From the resulting graph, we can see an unequal split on the amount of capacity between the routers; in reality, it may not be possible to split unequal distribution of traffic to both routers. We could try first to see what happens when we route an additional 175 from SEA/ORD to IAD with 87.5 from each router. Later we can try to route 150 from SEA/ORD 75 each from both routers in the location.

```
model.demands.increase_absolute("sea","iad", 175) # Add 175 on top of exising 100G
model.demands.increase_absolute("ord","iad", 175) # Add 175 on top of existing 0G
print(f"{model.demands.between_regions('ord','iad').traffic}Gbps")
print(f"{model.demands.between_regions('sea','iad').traffic}Gbps")
175.0Gbps # ORD -> IAD
275.0Gbps # SEA -> IAD
model.simulate # Simulate the model again.
model.interfaces.plot_interface_utilization() # Plot the Interface Utilization
```

We can see some interfaces are actually surpassing our desired threshold of 75%.

```
for intf in list(model.interfaces.utilization()):
print(f"{intf.name} {intf.utilization}%")
lax1-to-lax2 75.89%
sea1-to-lax1 75.89%
sea2-to-lax2 73.65%
sea1-to-ord1 73.65%
ord1-to-sea1 71.88%
sea2-to-ord2 73.65%
ord1-to-lax1 72.9%
ord2-to-lax2 80.22%
ord1-to-lga1 73.65%
ord2-to-lga2 73.65%
lga1-to-iad1 73.65%
lga2-to-iad2 73.65%
```

Let’s see the results for Routing 75 per router (150 aggregate vs 175 aggregate).
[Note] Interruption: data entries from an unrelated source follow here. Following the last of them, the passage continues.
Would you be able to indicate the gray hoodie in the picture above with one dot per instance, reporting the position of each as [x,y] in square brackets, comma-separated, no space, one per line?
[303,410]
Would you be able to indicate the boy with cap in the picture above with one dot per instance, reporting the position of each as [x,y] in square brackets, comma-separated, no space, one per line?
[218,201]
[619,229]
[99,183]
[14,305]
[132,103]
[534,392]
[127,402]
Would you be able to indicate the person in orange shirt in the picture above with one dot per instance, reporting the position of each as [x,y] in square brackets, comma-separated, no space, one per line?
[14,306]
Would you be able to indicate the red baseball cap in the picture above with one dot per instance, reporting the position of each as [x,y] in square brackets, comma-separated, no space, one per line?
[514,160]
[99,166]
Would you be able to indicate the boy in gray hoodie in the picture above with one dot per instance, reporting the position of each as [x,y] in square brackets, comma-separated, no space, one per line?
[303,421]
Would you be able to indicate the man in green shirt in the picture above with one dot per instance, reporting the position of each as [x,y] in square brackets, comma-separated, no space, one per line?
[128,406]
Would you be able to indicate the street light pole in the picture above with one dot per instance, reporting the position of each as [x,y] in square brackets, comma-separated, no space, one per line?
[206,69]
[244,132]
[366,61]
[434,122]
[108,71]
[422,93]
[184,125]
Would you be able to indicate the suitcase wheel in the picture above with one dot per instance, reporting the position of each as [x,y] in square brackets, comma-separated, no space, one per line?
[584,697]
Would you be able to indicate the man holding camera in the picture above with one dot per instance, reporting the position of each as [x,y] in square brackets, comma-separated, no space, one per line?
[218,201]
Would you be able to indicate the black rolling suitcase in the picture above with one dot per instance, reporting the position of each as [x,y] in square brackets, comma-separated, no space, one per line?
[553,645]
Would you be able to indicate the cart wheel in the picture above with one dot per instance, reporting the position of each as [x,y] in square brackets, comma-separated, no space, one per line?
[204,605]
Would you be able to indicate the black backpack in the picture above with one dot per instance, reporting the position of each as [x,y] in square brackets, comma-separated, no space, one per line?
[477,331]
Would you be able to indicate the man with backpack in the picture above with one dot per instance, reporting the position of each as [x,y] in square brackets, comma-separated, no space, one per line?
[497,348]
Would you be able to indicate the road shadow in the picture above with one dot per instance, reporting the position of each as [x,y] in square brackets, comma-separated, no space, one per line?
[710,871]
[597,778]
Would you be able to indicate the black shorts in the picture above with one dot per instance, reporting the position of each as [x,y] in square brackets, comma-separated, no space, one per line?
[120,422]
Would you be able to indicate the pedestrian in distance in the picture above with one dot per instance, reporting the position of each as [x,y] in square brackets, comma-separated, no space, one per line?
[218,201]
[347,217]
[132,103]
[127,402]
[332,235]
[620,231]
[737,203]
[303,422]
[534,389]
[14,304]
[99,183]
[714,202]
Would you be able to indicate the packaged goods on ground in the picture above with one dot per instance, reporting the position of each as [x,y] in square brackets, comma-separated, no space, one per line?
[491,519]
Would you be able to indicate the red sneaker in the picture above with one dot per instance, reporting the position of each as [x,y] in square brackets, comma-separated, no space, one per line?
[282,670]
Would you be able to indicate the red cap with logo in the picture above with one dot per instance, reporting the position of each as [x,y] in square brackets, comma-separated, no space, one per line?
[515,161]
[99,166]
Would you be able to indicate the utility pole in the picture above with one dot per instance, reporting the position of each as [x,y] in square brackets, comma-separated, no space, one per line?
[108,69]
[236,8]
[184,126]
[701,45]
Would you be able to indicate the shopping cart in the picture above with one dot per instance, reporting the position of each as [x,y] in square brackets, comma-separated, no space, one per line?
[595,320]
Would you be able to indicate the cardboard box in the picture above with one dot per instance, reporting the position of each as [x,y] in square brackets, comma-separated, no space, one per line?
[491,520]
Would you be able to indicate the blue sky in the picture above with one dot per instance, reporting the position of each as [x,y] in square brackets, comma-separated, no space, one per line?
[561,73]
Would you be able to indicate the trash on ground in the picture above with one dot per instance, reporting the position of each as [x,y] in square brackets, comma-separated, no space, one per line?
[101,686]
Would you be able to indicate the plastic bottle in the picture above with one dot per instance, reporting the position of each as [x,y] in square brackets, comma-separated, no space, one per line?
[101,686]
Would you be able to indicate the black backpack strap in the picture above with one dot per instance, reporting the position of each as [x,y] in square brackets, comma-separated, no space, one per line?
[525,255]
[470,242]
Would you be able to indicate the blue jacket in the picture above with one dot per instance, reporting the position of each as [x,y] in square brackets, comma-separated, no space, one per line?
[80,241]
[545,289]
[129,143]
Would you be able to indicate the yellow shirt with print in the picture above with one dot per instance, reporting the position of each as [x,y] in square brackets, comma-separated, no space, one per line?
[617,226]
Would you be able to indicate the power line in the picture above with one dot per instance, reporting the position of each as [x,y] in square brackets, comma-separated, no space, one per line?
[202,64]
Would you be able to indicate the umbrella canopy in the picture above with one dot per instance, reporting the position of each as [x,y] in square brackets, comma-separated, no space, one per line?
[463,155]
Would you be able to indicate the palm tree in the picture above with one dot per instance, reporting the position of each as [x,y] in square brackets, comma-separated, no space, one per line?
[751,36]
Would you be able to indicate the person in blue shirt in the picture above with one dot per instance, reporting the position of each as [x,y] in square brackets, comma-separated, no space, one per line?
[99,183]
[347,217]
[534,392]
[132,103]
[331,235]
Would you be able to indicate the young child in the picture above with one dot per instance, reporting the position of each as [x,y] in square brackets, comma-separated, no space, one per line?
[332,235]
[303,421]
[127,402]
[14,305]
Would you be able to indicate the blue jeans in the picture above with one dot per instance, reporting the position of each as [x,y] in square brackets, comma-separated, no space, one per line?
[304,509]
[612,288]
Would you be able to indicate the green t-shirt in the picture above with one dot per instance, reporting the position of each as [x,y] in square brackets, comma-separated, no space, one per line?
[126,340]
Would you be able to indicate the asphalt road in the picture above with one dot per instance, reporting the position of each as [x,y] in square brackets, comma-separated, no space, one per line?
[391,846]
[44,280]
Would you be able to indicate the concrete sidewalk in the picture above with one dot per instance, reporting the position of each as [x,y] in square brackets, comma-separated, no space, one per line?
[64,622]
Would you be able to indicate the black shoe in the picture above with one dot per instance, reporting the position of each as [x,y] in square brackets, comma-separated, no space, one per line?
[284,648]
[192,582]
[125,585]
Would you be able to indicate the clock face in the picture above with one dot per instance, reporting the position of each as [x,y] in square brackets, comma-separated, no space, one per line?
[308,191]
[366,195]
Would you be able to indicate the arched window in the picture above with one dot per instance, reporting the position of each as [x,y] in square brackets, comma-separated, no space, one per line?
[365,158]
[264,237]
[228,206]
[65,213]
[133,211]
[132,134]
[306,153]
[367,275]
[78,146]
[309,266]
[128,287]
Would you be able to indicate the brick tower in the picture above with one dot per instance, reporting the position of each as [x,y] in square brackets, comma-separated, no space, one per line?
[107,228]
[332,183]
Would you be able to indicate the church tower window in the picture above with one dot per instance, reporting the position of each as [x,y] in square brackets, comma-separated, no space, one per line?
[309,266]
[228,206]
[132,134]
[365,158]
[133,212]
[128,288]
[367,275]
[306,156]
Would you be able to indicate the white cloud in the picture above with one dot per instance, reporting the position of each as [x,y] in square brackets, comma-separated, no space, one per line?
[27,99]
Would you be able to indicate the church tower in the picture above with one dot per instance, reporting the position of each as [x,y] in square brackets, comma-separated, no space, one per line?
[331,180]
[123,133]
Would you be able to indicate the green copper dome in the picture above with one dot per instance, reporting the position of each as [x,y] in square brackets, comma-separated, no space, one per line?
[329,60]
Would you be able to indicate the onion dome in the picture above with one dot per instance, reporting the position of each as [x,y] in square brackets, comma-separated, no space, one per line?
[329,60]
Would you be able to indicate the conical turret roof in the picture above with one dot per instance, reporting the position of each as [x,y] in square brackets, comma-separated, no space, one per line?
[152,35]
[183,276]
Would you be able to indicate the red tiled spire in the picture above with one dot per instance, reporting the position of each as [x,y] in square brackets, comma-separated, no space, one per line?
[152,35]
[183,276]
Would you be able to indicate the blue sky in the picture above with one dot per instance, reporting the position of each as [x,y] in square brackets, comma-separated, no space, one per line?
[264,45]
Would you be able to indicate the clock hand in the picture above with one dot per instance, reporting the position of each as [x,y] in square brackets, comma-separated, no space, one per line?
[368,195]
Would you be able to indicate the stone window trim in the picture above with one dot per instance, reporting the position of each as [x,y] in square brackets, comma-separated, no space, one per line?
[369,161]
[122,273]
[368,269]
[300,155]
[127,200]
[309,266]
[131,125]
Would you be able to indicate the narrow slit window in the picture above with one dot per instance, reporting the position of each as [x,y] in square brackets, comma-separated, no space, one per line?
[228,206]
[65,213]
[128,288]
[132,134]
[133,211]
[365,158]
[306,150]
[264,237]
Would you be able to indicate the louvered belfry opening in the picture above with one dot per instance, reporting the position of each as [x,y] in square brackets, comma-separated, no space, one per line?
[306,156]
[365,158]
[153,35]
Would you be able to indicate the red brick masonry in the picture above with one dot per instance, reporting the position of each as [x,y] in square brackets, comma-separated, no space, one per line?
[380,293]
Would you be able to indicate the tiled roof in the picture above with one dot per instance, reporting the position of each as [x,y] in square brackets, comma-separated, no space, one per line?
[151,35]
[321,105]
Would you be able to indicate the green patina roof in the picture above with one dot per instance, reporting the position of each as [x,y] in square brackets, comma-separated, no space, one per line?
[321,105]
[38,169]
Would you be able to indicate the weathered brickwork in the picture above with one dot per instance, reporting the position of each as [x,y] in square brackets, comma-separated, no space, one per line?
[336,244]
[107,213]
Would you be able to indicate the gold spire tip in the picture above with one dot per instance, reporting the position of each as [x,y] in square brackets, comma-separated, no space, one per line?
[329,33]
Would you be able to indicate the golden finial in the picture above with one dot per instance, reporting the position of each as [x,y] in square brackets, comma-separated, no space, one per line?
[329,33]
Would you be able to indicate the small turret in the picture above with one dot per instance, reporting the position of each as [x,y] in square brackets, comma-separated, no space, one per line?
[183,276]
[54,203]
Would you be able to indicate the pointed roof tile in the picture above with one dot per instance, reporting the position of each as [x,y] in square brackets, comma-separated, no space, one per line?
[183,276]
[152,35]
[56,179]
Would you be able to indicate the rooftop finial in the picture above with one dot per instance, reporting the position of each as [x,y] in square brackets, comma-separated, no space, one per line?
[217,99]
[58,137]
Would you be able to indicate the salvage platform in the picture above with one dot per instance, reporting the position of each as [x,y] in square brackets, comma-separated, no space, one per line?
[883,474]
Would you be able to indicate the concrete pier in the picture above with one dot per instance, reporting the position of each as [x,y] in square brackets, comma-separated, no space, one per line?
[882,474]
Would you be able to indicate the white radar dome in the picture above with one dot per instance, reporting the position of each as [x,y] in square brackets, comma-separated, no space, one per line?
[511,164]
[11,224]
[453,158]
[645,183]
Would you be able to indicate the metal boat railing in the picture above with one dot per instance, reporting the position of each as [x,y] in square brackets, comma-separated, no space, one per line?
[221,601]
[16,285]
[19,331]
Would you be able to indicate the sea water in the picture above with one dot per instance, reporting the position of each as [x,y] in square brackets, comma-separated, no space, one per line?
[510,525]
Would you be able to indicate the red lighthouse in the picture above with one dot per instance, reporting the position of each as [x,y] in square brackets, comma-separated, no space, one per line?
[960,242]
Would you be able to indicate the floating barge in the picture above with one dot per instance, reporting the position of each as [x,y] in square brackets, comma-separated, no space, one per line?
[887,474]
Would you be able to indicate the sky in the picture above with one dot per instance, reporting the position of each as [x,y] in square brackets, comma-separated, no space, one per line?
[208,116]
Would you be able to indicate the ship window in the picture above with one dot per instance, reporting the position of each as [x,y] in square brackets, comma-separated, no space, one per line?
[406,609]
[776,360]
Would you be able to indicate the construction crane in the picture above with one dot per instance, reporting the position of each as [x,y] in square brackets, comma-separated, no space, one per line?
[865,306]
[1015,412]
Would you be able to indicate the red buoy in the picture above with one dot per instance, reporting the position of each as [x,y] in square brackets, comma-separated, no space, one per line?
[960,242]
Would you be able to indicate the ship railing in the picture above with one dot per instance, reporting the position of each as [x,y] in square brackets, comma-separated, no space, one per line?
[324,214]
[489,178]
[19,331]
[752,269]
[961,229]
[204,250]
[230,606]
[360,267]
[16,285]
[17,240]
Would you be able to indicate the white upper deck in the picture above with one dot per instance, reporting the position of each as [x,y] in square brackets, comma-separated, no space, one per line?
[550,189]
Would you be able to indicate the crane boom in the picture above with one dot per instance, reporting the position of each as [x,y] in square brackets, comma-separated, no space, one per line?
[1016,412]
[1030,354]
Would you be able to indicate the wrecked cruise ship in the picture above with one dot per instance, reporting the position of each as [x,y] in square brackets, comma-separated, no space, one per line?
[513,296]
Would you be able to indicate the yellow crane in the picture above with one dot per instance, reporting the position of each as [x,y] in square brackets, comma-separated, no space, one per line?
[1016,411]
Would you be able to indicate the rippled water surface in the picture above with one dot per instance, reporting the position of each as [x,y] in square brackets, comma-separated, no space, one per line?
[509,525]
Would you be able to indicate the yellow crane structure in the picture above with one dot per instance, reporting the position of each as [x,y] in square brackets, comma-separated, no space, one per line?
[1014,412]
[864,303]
In this case, We can see that our interface utilization is close to our target thresholds of 75%.

```
model.demands.decrease_absolute("sea","iad", 25)
model.demands.decrease_absolute("ord","iad", 25)
print(f"{model.demands.between_regions('ord','iad').traffic}Gbps")
print(f"{model.demands.between_regions('sea','iad').traffic}Gbps")
150.0Gbps # ORD -> IAD
250.0Gbps # SEA -> IAD
model.simulate
model.interfaces.plot_interface_utilization()
```

We can extend this problem where we may want to find how much more traffic can be sent on a network between various locations.

High level steps:

```
1) Solve it for various Source to a single Sink location.
2) Find the Maximum flow supported.
3) Route the demands in the simulation model and then get a new residual graph.
4) Repeat the steps for other sink locations.
```

## Conclusion

In this post, we went through few algorithms that can help us find how much more bandwidth we can carry between locations on top of existing traffic. We looked at Dinitiz’s algorithm for the Maximum Flow cost without worrying about the minimum cost constraint. Then we looked at the application of the Network Simplex algorithm, which tries to satisfy all the demands with the Minimum Cost as a constraint. Then we used the results and applied them to a simulation model of an RSVP routed network to validate.

I would love to hear from anyone who has some other ways to solve problems of this nature and what methods they used.